Часы тикали, невзирая на мрак и свет, к которым мы уже относились, как к изменчивым и непредсказуемым явлениям погоды. После Дня благодарения миссис Каплан родила малыша. На той же неделе около дома Гэбби появился здоровый контейнер для строительного мусора, и рабочие приступили к перепланировке их кухни. Мистер Валенсия ушел от жены к секретарше. После этого миссис Валенсия сделала подтяжку лица и через день вернулась из клиники с багровыми синяками, расползающимися по коже из-под бинтов.

Другими словами, жизнь продолжалась.

Люди, не согласные с часовым временем, жили растительной жизнью: вставали с рассветом и засыпали после того, как наше полушарие погружалось во мрак. Их распорядок дня уже очень сильно отличался от нашего. Приверженцев реального времени все считали чудаками и сторонились.

Немногочисленную «временную оппозицию» с нашей улицы даже не включили в число участников традиционной осенней вечеринки, которая ежегодно проходила на местном пустыре накануне Дня благодарения. Оранжевые пригласительные билеты положили на каждое крыльцо, за исключением тех домов, где жили «несогласные».

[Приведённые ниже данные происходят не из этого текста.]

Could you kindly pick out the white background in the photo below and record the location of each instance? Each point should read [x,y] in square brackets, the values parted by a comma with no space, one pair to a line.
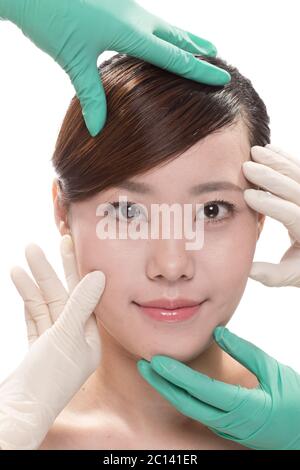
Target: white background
[259,37]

Однажды утром поднявшееся из-за горизонта солнце осветило сотни полосок туалетной бумаги, которые развевались на ветвях оливы Сильвии. Точно так же пометили участки Тома и Карлотты. Из окна своей спальни я видела, как Сильвия аккуратно снимает бумагу с розовых кустов. Иногда она ненадолго останавливалась, упирала руки в бока и смотрела по сторонам из-под широких полей соломенной шляпы, словно надеялась обнаружить преступников, затаившихся где-то поблизости. Она даже достала из гаража стремянку, но дотянуться до некоторых полосок ей все равно не удалось. Еще несколько недель обрывки туалетной бумаги так и висели на самых высоких ветвях.